Outside the PLP the British trades union movement was also split over the hunger strikes. The mainstream British trades unions rejected the violence of the IRA and as long as this violence continued they would not support the hunger strikers. Others wanted to use the hunger strikes as part of a broader campaign against the Conservative government. In London the National Union of Teachers threatened members that wanted official affiliation for Troops Out with disciplinary action and expulsion. Some radical trades union members wanted a revolutionary alliance to bring the war to Britain. To control its membership the TUC went as far as to disaffiliate trades councils that in its view went far beyond what was acceptable to the British trades union movement.

The National Union of Students was also having difficultly over its position. In 1980 scuffles broke out at conference when a collection was organised in support of the hunger strikers. The violence of the IRA was once again at the centre of divisions. The leadership of the NUS and the vast majority of its members would not offer any official support as long as the violence continued. In 1981 its new President, David Aaronovitch, on behalf of the NUS sent an open letter to the British government. He argued that to defuse the situation prison conditions should be improved for all prisoners.
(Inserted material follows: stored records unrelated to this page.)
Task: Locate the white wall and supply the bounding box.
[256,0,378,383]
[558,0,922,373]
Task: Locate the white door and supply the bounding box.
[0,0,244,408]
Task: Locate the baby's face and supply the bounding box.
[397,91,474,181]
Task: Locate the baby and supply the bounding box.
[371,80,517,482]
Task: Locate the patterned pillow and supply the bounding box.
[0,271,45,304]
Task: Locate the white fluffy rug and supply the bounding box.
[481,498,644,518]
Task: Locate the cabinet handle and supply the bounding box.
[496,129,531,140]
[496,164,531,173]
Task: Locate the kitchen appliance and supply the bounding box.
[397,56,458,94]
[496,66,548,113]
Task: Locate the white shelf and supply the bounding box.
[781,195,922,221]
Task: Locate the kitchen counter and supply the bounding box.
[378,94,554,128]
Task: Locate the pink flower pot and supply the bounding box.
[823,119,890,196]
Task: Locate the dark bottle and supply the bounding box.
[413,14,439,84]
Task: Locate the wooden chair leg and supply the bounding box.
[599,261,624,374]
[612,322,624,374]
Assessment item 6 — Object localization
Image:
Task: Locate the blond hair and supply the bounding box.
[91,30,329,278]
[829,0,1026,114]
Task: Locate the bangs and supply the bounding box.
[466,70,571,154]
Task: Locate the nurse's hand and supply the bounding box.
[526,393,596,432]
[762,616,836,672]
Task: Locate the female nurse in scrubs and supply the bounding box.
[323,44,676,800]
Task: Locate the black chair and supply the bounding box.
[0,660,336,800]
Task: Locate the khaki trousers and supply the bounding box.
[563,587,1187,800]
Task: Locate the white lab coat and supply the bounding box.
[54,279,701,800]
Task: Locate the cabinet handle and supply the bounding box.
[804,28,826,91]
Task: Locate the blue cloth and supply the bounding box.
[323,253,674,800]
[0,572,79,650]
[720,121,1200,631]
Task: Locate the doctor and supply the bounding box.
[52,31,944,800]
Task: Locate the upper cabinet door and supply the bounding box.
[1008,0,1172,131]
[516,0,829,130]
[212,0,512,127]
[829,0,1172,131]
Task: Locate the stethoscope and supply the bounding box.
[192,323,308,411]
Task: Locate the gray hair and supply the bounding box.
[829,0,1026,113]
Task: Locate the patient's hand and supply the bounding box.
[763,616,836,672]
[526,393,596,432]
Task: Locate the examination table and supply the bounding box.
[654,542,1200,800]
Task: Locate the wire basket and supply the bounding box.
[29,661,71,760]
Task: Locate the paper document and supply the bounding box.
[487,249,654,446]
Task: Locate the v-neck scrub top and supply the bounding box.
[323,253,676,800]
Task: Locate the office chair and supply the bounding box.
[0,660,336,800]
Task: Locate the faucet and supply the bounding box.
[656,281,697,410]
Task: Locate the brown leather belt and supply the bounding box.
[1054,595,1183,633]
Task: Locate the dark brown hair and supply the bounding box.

Despite some noisy and public dissent, no significant pressure on the PLP would be applied from British trades unions.

Once again no mass Irish subaltern resistance identity emerged in Britain. The radical British left tried to offer support to the hunger strikers but it was an incoherent mess. It was riddled with divisions over ideology and lacked a leadership that could bring together the assorted disparate groups in Britain that supported the hunger strikers. Within mainstream British politics the violence of the IRA made Sinn Féin a toxic brand. Public splits appeared between the PLP and CLPs. Sands’ election did increase the number of Labour MPs who recognised that Sinn Féin had a political mandate, but as long as violence continued any MP who wanted to talk to Sinn Féin would be persona non grata.

None of the protests in Britain had enough critical mass to change Labour Party policy. The radical left in Britain did offer alternatives to official Labour Party policy, but never gained enough support. As Eamonn McCann predicted there was no “horde of proletarian Irish” ready to rise up in Britain. The hunger strikes were one of many occasions that proved McCann’s prediction was correct.